Swedish queen Drottning Kristina portrait by Sébastien Bourdon stor.jpg

Queen Christina is undoubtedly one of the most fascinating characters from history. Her parents’ only child, she became queen at the age of 6 when her father, Gustavus Adolphus, was killed in battle. She was raised to rule and had a passion for work, habitually rising early and studying late into the night. Highly educated and intellectually curious, Christina considered herself not an example of what women could accomplish but rather an exception; she considered women generally weak, ruled by passions, and unfit to rule.

Christina attained her majority in 1644, just as the Congress of Westphalia was beginning. She became involved in a power struggle with Axel Oxenstierna, the chancellor of the realm since 1612 and the person most responsible for Christina’s own education. They quarrelled over the best policy to adopt, with Christina generally favouring one more sympathetic to French interests.

The appointment of Pierre Chanut as French ambassador to Sweden proved a turning point in Christina’s life. She became close friends with Chanut and was introduced to leading currents in French thought. It was probably around this time that she conceived the idea of converting to Catholicism.

Christina developed a distaste for marriage in which she conceived the woman’s role as passive and subordinate. However, without marriage she could not conceive a legitimate heir, which was a primary duty of any monarch. Eventually she decided to designate her cousin, Charles Gustav, as heir and to abdicate the throne. Soon after leaving Sweden, she converted to Catholicism and travelled to Rome, where she lived for most of the rest of her life.
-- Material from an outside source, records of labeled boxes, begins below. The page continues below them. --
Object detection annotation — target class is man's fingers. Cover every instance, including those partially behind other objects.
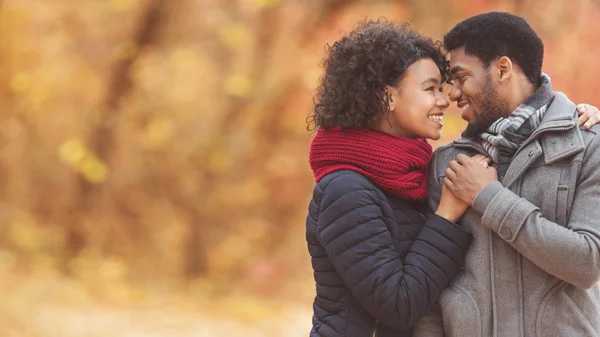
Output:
[583,115,600,130]
[456,153,471,165]
[577,104,587,116]
[448,160,462,172]
[446,168,456,181]
[471,154,492,167]
[444,177,454,192]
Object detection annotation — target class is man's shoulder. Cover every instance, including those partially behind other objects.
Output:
[432,142,468,169]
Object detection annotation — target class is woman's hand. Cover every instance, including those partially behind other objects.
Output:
[435,185,469,222]
[577,103,600,130]
[444,153,498,205]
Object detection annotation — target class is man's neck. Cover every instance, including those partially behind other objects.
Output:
[504,79,539,117]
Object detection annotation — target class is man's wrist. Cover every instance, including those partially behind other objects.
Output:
[472,181,504,214]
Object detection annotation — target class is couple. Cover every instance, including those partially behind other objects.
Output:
[306,12,600,337]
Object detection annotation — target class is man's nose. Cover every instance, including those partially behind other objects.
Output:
[448,85,462,102]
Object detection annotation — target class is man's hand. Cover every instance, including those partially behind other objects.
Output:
[444,154,498,205]
[577,104,600,130]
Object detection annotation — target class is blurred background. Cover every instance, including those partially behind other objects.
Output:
[0,0,600,337]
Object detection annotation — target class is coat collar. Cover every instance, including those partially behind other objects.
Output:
[453,92,585,164]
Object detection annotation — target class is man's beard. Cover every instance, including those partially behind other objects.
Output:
[462,76,506,138]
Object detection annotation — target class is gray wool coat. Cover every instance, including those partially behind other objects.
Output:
[414,93,600,337]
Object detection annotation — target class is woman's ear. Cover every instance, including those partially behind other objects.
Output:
[384,86,395,111]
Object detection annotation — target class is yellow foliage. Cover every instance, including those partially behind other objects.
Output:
[10,73,31,93]
[143,117,173,149]
[251,0,279,7]
[219,23,252,48]
[223,75,254,97]
[206,150,231,173]
[100,258,127,281]
[8,223,41,253]
[109,0,139,12]
[116,41,137,60]
[79,155,109,184]
[58,138,88,167]
[169,48,200,70]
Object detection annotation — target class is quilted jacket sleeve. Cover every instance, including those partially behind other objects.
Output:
[317,175,471,330]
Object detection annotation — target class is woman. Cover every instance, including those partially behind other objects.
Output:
[306,21,596,337]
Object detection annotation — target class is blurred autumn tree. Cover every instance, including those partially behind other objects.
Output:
[0,0,600,298]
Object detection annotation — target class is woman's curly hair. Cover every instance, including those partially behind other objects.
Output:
[307,19,450,131]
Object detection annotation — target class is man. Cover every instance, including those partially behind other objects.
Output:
[415,13,600,337]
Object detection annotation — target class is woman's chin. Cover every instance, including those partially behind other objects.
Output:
[425,130,442,140]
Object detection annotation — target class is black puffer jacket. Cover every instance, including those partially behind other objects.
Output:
[306,171,471,337]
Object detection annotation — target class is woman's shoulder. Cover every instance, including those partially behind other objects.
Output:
[314,170,381,198]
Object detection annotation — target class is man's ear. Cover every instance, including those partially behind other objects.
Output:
[496,56,513,82]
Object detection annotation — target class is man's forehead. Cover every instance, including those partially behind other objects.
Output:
[450,47,481,73]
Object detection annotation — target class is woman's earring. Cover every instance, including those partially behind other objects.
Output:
[385,89,394,111]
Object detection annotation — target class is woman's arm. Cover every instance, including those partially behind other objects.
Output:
[317,175,471,330]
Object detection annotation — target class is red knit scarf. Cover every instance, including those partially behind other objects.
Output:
[309,127,432,200]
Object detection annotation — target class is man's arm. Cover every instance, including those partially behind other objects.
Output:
[473,136,600,289]
[413,151,445,337]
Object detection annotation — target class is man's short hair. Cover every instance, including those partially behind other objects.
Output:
[444,12,544,85]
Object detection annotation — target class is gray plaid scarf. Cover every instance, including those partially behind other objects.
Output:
[479,73,554,171]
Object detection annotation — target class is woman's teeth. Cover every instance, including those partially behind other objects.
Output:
[427,115,444,122]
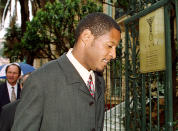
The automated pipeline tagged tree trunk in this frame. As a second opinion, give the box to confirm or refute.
[19,0,29,34]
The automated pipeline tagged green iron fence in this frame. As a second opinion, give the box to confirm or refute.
[104,0,178,131]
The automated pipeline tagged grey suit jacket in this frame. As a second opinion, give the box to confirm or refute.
[11,54,105,131]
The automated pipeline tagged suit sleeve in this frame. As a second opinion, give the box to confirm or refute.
[11,74,43,131]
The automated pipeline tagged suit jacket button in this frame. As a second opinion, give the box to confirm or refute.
[91,128,95,131]
[89,101,94,106]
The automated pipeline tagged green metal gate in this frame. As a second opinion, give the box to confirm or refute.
[104,0,178,131]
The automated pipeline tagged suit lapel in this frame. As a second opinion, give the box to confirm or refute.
[95,72,102,101]
[17,84,21,99]
[3,82,10,103]
[58,54,90,95]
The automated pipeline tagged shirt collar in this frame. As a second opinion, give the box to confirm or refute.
[66,48,94,85]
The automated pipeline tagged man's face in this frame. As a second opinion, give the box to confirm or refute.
[6,65,20,85]
[86,28,121,72]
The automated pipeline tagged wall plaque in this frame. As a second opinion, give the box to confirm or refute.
[139,7,165,73]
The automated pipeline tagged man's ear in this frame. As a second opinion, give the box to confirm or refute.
[81,29,94,45]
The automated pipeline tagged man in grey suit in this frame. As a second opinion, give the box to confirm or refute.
[11,13,120,131]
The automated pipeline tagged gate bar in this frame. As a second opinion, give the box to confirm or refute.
[164,5,173,131]
[175,0,178,44]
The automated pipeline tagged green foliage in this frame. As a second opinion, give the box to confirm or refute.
[3,25,23,62]
[21,0,102,60]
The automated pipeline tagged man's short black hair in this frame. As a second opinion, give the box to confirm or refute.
[75,12,121,42]
[6,63,21,76]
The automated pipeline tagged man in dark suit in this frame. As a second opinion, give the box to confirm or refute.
[0,64,21,109]
[11,13,120,131]
[0,73,31,131]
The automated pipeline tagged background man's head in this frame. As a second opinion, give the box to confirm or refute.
[75,12,121,41]
[6,64,21,86]
[19,72,31,89]
[72,12,121,72]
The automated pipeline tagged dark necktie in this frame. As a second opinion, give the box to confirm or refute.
[11,87,16,102]
[87,75,95,97]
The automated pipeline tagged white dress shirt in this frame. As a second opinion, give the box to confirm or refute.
[6,81,17,101]
[66,48,95,87]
Christina’s role in the negotiations at Westphalia was ambiguous. She was generally less hard-line than Oxenstierna, and certainly had less interest in orthodox Lutheranism or supporting Lutheran estates in the Empire. More important than any specific policy, however, was the fact that Christina favoured the plenipotentiary Johan Adler Salvius and corresponded separately with him, while Axel Oxenstierna did the same with his son, Johan, who was also present in Osnabrück. This division at the court exacerbated the conflict in Westphalia and made it difficult for Sweden to pursue a completely coherent policy.